Why File Sharing Will Save Hollywood, Music - peter123
http://blog.wired.com/business/2009/04/why-file-sharin.html
======
stcredzero
Books have been a good model for music, as far as technological effects go.

Technological advances in publishing have acted to democratize the industry.
We have fewer ultra superstars like Hemmingway. (J.K. Rowling seems to be the
most recent one.) But publishing a book is something almost anyone can do on
their own now, albeit with considerable effort, so you don't necessarily need
to be an ultra-superstar to earn a living at it. You may have to devote
considerable effort promoting yourself, though, and you'll probably have to
tour.

You can replace "books" with "music" and most of the paragraph would apply
just as well, minus the sentences mentioning J.K. Rowling and Hemmingway.

I don't think this is necessarily a bad thing, though.
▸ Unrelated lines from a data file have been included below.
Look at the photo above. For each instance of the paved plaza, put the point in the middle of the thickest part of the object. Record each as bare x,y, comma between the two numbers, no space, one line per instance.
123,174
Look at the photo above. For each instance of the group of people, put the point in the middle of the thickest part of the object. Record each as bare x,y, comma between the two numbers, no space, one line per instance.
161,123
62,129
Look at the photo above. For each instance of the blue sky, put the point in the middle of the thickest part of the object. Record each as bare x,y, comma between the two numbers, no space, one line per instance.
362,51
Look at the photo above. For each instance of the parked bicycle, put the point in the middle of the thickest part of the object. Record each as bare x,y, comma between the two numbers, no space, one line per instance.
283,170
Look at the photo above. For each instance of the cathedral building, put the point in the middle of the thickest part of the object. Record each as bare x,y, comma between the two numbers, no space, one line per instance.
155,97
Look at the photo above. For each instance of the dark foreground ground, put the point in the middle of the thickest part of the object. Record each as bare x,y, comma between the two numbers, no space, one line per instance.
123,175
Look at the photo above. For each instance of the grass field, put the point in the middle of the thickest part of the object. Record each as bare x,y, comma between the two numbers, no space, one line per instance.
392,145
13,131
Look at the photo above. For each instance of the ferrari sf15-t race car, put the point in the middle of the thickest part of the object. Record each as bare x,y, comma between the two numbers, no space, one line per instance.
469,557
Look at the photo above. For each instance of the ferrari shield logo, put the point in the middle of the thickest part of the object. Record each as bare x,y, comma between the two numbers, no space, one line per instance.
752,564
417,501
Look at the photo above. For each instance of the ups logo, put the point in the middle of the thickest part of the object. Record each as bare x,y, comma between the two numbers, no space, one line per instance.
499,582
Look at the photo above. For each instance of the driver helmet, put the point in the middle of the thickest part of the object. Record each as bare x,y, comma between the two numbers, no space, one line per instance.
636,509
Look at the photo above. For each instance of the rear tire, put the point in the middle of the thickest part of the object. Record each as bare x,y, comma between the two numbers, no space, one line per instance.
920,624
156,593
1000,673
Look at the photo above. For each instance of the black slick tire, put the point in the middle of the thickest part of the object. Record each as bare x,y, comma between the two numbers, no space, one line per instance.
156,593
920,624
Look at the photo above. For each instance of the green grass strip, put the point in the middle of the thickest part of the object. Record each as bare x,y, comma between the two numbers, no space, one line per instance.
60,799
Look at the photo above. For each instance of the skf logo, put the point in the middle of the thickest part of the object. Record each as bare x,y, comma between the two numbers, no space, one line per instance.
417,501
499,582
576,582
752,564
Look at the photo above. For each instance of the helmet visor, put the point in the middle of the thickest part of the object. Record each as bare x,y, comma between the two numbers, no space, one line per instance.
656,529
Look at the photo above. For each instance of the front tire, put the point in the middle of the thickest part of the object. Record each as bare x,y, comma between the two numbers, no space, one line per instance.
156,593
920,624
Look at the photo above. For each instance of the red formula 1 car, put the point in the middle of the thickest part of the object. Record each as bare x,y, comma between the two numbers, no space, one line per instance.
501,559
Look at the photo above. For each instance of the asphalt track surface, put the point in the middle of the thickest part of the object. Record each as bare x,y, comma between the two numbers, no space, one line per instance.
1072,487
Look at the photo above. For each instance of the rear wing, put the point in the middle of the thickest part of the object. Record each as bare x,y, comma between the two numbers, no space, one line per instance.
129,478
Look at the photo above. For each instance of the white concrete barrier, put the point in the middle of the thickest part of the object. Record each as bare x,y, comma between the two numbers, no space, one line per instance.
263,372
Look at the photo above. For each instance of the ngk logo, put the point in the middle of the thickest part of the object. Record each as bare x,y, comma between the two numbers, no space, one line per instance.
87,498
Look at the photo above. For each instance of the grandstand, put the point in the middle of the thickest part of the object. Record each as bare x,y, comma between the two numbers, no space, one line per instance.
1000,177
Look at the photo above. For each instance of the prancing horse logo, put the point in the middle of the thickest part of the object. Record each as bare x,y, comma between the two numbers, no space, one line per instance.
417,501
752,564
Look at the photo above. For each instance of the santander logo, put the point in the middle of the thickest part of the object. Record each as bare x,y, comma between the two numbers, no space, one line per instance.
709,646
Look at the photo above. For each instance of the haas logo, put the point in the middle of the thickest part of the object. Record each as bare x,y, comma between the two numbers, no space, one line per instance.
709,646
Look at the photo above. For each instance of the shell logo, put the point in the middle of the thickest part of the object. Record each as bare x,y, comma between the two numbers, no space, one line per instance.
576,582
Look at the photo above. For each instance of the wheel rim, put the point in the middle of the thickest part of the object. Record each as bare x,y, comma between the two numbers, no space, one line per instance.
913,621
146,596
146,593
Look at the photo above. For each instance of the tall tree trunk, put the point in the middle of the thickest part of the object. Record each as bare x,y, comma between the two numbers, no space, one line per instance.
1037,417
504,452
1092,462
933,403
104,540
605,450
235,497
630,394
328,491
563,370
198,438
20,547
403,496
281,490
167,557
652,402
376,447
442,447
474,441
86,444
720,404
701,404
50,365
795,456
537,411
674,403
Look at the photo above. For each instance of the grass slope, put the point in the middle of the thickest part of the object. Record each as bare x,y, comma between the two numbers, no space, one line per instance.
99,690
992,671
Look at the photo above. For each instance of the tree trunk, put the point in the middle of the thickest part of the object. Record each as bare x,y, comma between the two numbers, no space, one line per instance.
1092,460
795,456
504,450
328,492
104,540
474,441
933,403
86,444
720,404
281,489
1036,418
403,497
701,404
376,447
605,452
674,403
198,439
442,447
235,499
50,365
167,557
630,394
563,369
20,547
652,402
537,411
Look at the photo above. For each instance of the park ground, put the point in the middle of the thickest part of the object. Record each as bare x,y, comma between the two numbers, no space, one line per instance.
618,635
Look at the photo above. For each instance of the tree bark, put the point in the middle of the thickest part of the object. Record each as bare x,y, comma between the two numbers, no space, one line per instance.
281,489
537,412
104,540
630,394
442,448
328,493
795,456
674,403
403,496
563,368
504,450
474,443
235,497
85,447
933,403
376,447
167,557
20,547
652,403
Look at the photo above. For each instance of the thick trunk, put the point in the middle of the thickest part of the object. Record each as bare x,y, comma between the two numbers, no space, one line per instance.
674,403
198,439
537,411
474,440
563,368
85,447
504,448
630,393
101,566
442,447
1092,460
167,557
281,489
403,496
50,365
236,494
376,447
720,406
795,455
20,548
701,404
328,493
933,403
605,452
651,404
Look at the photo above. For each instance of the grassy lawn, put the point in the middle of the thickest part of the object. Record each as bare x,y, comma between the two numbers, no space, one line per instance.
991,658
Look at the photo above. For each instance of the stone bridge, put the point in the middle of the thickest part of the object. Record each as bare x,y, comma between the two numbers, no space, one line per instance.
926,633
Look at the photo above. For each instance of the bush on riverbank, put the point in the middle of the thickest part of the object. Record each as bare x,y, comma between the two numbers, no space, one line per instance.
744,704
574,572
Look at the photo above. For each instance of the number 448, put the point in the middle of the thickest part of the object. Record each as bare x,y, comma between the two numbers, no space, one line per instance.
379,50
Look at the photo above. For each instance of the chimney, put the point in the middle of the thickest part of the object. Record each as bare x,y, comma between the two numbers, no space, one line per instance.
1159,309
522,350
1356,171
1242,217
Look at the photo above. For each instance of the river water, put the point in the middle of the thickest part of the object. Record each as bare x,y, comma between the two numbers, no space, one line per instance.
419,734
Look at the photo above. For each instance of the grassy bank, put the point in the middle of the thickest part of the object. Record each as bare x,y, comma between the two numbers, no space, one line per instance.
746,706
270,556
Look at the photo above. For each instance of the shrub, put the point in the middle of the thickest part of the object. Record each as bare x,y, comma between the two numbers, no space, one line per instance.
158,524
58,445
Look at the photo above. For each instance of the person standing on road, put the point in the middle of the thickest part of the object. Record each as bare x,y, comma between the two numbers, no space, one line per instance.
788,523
It used to be that all
entertainment culture was locally produced and consumed, in the form of
parlour music and after dinner stories. When media enabled this to be
centrally produced, this also enabled extreme concentrations of wealth.
However, it also took away people's power to produce their own culture. Now
technology is putting it back into the hands of the people.

So no, hopefully file sharing won't save Hollywood. Hopefully some significant
portion of it will remain as a gathering place for some of the best and
brightest talents, but Hollywood's former brilliance will be shattered and
redistributed to everyone out there.